Raúl Molina

América Latina siempre se ha visto dividida frente a un camaleónico imperio estadounidense, que a veces se comporta amistosamente hacia la región y otras veces vuelve a su política de hegemonía total, aduciendo que la región es “su patio trasero”. Ante Kennedy, Clinton y Obama, muchos países colgaron su dignidad y agacharon la cabeza, y mucho más la agacharon algunos de ellos frente a los gobiernos Republicanos. Hoy, Donald Trump se muestra tan arrogante e irrespetuoso como Teddy Roosevelt, quien aplicó la política del “gran garrote”. De 1950 a la fecha, muchos de los Estados de América Latina, inmersos en la Guerra Fría, no supieron interpretar la voluntad de sus pueblos. El peligroso acercamiento al vecino del Norte no ha hecho más que intensificar la dependencia económica y el sometimiento político impuesto por los Estados de seguridad nacional. No obstante, inspirados por Cuba y Venezuela, la región latinoamericana intentó un proyecto propio que generó nuevas esperanzas. Ha sido descarrilado por Washington en los últimos años, en alianza con las derechas nacionales, pero hoy puede y debe recuperarse. En Estados Unidos se ha aceptado un gobierno reaccionario y populista que intentará imponer su voluntad a cualquier costo. Amenaza ya con enviar tropas de ese país a México a buscar “bad hombres” e insiste en construir el “muro de la vergüenza” y que los mexicanos lo paguen.

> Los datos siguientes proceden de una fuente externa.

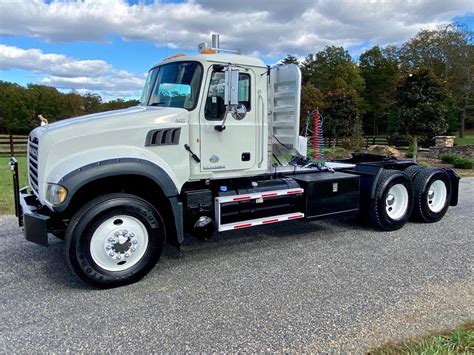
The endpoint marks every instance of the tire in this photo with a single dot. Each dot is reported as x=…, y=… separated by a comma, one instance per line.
x=114, y=240
x=393, y=201
x=412, y=171
x=432, y=195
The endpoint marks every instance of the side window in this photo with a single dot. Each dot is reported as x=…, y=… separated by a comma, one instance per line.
x=215, y=105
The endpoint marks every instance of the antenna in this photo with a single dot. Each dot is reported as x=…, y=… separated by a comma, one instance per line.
x=166, y=38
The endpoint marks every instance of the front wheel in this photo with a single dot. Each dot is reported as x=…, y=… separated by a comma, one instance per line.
x=114, y=240
x=393, y=200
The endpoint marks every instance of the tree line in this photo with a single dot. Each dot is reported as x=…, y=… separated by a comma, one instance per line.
x=20, y=106
x=421, y=88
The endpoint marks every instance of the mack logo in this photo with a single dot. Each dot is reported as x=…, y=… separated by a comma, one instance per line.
x=34, y=152
x=214, y=159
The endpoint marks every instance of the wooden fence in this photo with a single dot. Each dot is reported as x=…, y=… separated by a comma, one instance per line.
x=16, y=144
x=12, y=144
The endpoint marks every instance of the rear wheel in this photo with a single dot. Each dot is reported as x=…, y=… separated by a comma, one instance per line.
x=432, y=194
x=114, y=240
x=393, y=200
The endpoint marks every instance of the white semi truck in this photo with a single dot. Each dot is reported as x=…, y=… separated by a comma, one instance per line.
x=204, y=152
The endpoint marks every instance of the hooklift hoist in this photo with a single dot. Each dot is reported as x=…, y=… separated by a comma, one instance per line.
x=206, y=150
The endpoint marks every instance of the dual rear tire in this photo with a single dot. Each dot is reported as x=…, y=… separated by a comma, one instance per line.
x=421, y=193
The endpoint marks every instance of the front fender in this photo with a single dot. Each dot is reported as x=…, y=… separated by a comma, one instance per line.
x=78, y=178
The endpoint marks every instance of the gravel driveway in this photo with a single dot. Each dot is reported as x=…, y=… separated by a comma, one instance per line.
x=331, y=285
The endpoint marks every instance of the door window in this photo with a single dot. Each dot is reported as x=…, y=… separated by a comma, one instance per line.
x=215, y=105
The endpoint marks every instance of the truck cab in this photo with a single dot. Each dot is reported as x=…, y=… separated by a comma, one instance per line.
x=207, y=150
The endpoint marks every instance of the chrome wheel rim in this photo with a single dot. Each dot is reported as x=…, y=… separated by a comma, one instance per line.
x=396, y=202
x=436, y=196
x=118, y=243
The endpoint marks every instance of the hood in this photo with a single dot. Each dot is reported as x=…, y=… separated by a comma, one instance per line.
x=133, y=117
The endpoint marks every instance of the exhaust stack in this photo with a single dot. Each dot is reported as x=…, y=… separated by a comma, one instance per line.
x=215, y=42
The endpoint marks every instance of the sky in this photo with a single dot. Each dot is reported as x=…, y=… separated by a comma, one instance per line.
x=106, y=47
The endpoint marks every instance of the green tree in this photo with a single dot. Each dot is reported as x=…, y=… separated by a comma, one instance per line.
x=15, y=116
x=448, y=50
x=422, y=113
x=380, y=74
x=332, y=69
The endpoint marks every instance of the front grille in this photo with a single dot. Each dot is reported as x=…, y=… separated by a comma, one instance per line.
x=33, y=162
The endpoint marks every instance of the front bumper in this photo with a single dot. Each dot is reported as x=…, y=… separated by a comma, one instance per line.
x=31, y=214
x=35, y=223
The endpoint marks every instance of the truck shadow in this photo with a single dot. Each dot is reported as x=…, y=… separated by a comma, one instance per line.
x=259, y=239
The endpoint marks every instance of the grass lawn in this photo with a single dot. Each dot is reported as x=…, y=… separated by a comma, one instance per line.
x=457, y=341
x=6, y=183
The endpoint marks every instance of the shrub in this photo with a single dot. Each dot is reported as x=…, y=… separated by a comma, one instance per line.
x=463, y=164
x=448, y=158
x=457, y=161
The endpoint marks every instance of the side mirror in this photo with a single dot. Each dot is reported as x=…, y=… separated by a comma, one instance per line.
x=231, y=91
x=239, y=112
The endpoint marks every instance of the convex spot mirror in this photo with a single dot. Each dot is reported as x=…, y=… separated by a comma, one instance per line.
x=231, y=91
x=239, y=112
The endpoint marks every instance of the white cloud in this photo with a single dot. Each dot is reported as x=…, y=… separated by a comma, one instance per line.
x=266, y=27
x=57, y=64
x=64, y=72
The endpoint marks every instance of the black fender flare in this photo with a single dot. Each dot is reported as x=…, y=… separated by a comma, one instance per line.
x=78, y=178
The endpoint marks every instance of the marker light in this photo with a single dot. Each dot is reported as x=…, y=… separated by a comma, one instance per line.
x=56, y=194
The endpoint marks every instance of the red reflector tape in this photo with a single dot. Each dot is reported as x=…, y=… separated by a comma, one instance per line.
x=241, y=198
x=243, y=225
x=269, y=195
x=295, y=216
x=270, y=221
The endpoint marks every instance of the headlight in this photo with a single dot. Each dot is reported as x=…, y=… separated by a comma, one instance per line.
x=56, y=194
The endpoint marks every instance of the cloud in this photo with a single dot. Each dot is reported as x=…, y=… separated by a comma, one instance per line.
x=57, y=64
x=100, y=83
x=265, y=27
x=64, y=72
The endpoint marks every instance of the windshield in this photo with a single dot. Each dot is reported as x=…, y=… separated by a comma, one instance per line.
x=173, y=85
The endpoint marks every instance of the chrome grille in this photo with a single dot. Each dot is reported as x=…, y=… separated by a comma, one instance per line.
x=33, y=162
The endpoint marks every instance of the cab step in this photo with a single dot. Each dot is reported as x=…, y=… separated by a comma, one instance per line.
x=260, y=221
x=260, y=197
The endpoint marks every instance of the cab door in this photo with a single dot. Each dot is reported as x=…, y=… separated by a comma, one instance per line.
x=233, y=148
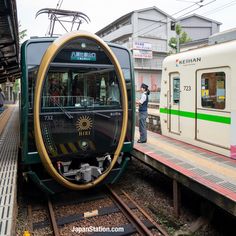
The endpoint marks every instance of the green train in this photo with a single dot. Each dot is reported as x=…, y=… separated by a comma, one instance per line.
x=77, y=111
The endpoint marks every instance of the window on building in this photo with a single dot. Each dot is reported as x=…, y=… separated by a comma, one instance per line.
x=176, y=90
x=213, y=90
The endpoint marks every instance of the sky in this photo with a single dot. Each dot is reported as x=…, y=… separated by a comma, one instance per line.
x=103, y=12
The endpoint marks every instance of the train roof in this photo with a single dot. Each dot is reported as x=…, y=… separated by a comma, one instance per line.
x=215, y=51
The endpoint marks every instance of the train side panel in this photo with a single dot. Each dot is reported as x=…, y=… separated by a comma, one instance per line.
x=197, y=98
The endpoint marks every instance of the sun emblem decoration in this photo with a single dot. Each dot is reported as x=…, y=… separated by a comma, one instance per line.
x=84, y=123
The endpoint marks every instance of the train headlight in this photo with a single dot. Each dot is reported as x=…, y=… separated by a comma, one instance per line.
x=54, y=49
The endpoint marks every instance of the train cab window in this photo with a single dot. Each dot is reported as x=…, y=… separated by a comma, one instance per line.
x=213, y=90
x=81, y=89
x=176, y=90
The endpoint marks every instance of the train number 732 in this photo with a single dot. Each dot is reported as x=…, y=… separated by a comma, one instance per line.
x=187, y=88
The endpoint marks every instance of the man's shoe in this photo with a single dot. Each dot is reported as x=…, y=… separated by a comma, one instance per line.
x=139, y=141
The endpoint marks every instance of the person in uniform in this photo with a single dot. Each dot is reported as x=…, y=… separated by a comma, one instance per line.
x=143, y=114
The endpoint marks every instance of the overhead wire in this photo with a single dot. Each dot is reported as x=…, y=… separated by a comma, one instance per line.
x=184, y=9
x=220, y=8
x=159, y=26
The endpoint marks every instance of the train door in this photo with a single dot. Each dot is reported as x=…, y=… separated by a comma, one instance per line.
x=213, y=106
x=174, y=103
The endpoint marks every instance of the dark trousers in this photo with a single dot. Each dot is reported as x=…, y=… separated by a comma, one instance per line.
x=142, y=125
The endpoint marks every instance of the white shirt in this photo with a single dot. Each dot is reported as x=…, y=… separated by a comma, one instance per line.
x=143, y=98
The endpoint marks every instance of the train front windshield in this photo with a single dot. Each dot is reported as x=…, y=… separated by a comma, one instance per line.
x=81, y=110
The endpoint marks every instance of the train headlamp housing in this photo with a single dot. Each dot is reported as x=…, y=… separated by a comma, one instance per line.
x=47, y=59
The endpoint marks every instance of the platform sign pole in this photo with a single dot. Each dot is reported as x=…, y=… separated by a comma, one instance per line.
x=176, y=198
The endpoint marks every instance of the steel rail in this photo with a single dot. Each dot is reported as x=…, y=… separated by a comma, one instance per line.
x=134, y=220
x=158, y=226
x=53, y=218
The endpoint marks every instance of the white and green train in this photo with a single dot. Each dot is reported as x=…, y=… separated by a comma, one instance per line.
x=198, y=99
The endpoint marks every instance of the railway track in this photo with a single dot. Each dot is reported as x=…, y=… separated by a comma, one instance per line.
x=107, y=211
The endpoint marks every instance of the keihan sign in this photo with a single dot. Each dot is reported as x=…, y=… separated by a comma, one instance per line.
x=83, y=56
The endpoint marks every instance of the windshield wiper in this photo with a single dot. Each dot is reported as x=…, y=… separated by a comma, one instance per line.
x=62, y=108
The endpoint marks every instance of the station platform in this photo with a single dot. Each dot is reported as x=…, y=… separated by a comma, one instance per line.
x=9, y=137
x=208, y=174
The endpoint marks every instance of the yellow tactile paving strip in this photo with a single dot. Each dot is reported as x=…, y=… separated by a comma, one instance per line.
x=212, y=166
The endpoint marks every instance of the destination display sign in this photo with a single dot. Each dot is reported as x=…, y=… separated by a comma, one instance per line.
x=83, y=56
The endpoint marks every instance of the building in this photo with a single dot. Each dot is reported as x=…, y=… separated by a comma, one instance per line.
x=146, y=32
x=199, y=29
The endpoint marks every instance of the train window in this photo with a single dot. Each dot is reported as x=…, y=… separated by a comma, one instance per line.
x=176, y=89
x=213, y=90
x=81, y=89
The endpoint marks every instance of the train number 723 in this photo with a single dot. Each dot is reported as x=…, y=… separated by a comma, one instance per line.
x=187, y=88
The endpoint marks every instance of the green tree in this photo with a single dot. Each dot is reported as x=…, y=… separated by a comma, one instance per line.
x=182, y=37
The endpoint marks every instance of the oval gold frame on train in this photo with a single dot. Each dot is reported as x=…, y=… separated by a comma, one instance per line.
x=48, y=57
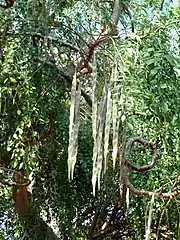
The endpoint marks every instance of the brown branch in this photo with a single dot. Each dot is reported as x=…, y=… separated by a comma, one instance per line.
x=55, y=40
x=153, y=147
x=156, y=193
x=125, y=179
x=15, y=184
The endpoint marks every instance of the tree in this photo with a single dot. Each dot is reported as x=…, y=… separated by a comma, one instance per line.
x=112, y=64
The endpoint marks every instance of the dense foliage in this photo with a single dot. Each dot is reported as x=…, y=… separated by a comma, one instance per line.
x=84, y=77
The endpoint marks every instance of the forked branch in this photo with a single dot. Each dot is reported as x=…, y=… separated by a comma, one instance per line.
x=172, y=194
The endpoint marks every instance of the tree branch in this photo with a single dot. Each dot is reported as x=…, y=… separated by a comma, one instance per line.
x=69, y=79
x=52, y=39
x=14, y=184
x=131, y=166
x=156, y=193
x=9, y=3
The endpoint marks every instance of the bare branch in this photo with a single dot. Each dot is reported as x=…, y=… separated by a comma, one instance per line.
x=64, y=44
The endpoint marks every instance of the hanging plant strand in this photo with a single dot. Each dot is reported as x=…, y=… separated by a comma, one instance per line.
x=73, y=127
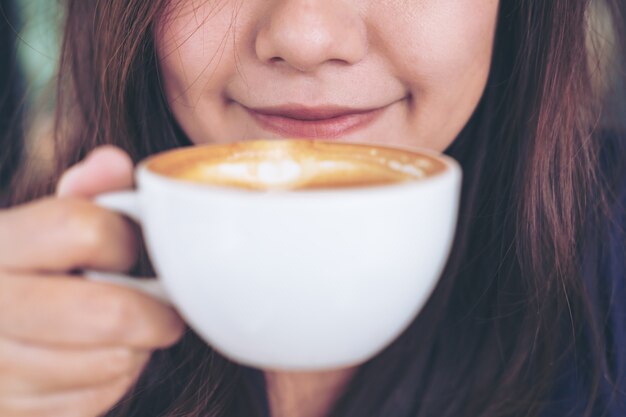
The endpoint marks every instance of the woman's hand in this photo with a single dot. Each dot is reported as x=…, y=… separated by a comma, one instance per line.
x=71, y=347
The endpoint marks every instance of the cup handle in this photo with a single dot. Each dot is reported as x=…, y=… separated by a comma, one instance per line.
x=127, y=203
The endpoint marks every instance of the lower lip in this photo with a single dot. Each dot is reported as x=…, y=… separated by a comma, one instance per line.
x=324, y=128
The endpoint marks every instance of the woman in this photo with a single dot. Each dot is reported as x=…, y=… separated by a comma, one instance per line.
x=529, y=316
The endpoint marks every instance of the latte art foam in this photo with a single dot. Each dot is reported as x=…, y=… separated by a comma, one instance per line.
x=294, y=165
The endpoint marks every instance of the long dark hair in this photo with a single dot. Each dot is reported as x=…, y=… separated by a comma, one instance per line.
x=512, y=304
x=11, y=99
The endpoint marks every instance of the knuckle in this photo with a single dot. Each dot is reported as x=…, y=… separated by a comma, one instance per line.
x=113, y=316
x=119, y=363
x=85, y=224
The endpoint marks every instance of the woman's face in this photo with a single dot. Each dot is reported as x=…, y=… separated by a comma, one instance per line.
x=397, y=72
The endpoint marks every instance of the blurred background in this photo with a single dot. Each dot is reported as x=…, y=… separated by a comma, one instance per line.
x=29, y=46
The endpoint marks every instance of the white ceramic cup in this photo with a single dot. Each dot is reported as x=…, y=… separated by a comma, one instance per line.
x=294, y=280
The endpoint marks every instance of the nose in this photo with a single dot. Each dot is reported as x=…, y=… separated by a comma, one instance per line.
x=305, y=34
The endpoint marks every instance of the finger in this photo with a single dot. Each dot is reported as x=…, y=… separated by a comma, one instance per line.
x=105, y=169
x=73, y=312
x=27, y=369
x=65, y=234
x=88, y=402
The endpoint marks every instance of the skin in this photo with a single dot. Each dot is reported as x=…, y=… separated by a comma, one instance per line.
x=69, y=347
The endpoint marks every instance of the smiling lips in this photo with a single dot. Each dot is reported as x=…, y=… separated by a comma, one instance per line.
x=313, y=122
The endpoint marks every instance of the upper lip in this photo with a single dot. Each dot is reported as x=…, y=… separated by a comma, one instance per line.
x=306, y=113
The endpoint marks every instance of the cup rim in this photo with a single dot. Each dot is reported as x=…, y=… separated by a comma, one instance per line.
x=453, y=169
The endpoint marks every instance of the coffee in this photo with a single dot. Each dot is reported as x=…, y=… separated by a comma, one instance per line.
x=295, y=165
x=269, y=278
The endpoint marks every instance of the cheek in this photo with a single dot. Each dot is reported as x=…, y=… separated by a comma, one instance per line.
x=194, y=46
x=442, y=40
x=441, y=51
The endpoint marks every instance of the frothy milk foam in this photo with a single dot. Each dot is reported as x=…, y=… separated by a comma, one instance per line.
x=293, y=165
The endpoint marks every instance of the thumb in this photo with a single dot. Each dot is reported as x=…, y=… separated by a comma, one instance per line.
x=105, y=169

La Presidencia y las políticas de Trump en Estados Unidos obligan a la región a reflexionar sobre su situación actual y futura. No le queda más que buscar la unidad estratégica para enfrentar el neocolonialismo; no tiene alternativa sino adoptar una firme posición antiimperialista, la cual en la coyuntura histórica actual contaría con el apoyo de más de la mitad de la población estadounidense, que no votó a favor del gobierno Republicano. Contará también con el respaldo de otras potencias, que ven con justificado temor el surgimiento de una opción neofascista que desea cambiar las reglas de la relación entre los Estados, y de gran parte del Movimiento de Países No Alineados que no han dejado de esforzarse por la efectiva liberación de sus pueblos. La unidad de los Estados latinoamericanos y caribeños tendrá que darse con independencia de su signo ideológico y las características particulares de sus mandatarios y clases dominantes: se trata, esencialmente, de buscar la verdadera independencia, esta vez no solo política sino que total y que incluya en sus beneficios a los pueblos en su totalidad. El instrumento político ya existe, la CELAC, y el desarrollo económico propio y de nuevas potencias económicas del mundo permite visualizar la adopción de políticas antiimperialistas en el seno de la ONU, así como el fortalecimiento de la producción y mercado regionales, mediante la utilización racional de los recursos, tanto humanos y naturales como de avance tecnológico. Lo que se necesita es voluntad política, derivada de una presión firme de nuestros pueblos. Es cierto que demasiados de nuestros gobiernos han caído en la corrupción y hasta represión; pero la oportunidad de cambiar de rumbo en la región aparece hoy más clara que nunca.